Early Running Browns

Mature brown trout run to spawning areas each fall. And you can catch these fall-run browns weeks earlier than most anglers think—sometimes months earlier. I told my clients this as we walked down a steep hill toward some of the better water on Nameless River in Wyoming (you didn’t think I’d give up one of my best autumn fishing spots, did you?), and I could tell they were a little suspicious. In fact, I could hear them muttering: “It’s Labor Day weekend. We’re miles upstream of Big Famous River, where the browns that spawn in this river come from. Hell, we’re even upstream of where we’ve caught big browns in this river before, in late October. This guide is trying to put one over on us.”

Part of the cause of their thinking was that the trip had started as an Oh Crap day. One example of an Oh Crap day is when Big Famous River produces a single nine-inch brown on a Prince Nymph in three hours when you expected the river to produce big fish on dry flies. One must nip Oh Crap days in the bud and go elsewhere. So on the day in question, we bailed out and drove to a less-famous stream that most people know to hold eight-inch fish. Fun, but not the sort of place a guide takes experienced clients without a good reason.

The reason? This river gets its first push of fall-run browns (henceforth called “runners”) sometime in August, or two months before they spawn and a month before most people think to target them.

Early runners are never as numerous as their cousins later in the fall, and catching them requires different tactics than it will in October.
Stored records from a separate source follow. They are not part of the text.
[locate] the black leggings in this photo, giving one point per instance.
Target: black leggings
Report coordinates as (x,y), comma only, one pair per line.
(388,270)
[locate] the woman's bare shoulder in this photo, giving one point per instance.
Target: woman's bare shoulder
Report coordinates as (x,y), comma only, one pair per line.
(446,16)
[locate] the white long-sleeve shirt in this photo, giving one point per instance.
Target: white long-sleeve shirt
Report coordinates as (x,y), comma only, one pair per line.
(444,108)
However, it’s worth the effort, because you’ll have the opportunity to catch large trout; and targeting browns just as they start their spawning runs does not carry the ethical concerns that targeting them later in the fall does. (Many anglers choose not to pursue fish on spawning beds.) Not only are early runners usually found in deep water (rather than exposed in shallow water defending their redds); they’re not even sexually mature yet. In these respects, they are the trout analogues to early season bass, as they are working their way toward the shallow water where they’ll build their redds, but are nowhere near spawning form.
 

Wiese's Four Feather (Photo by Ted Fauceglia)

Hook: Dai-Riki 060 or other nymph hook sizes 10 to 18

Bead: Gold

Thread: 6/0 to 8/0 brown

Tail: Lemon wood duck

Abdomen: Natural ostrich herl

Rib: Small or medium gold or copper wire

Wingcase: Pheasant tail over gold, root beer or copper Krystal Flash

Thorax: Peacock herl

Legs: Pheasant tail and Krystal Flash

Early Runner Rivers
There are three primary factors that suggest a river will start getting early runners. First is good water quality in late summer and early fall. The best rivers are colder and more highly oxygenated than the waters into which they feed. When runners have higher-quality water to run into than the stuff they spend most of their lives in, they have a reason to start migrating early.

Next factor: No matter how good the water quality is, browns won’t run early if they don’t have good cover in the spawning streams. While the low light and gray skies of October and November give browns security, late August and early September feature brighter skies and higher temperatures. Rivers that lack cover and shelter simply won’t get much of a run until late in the season.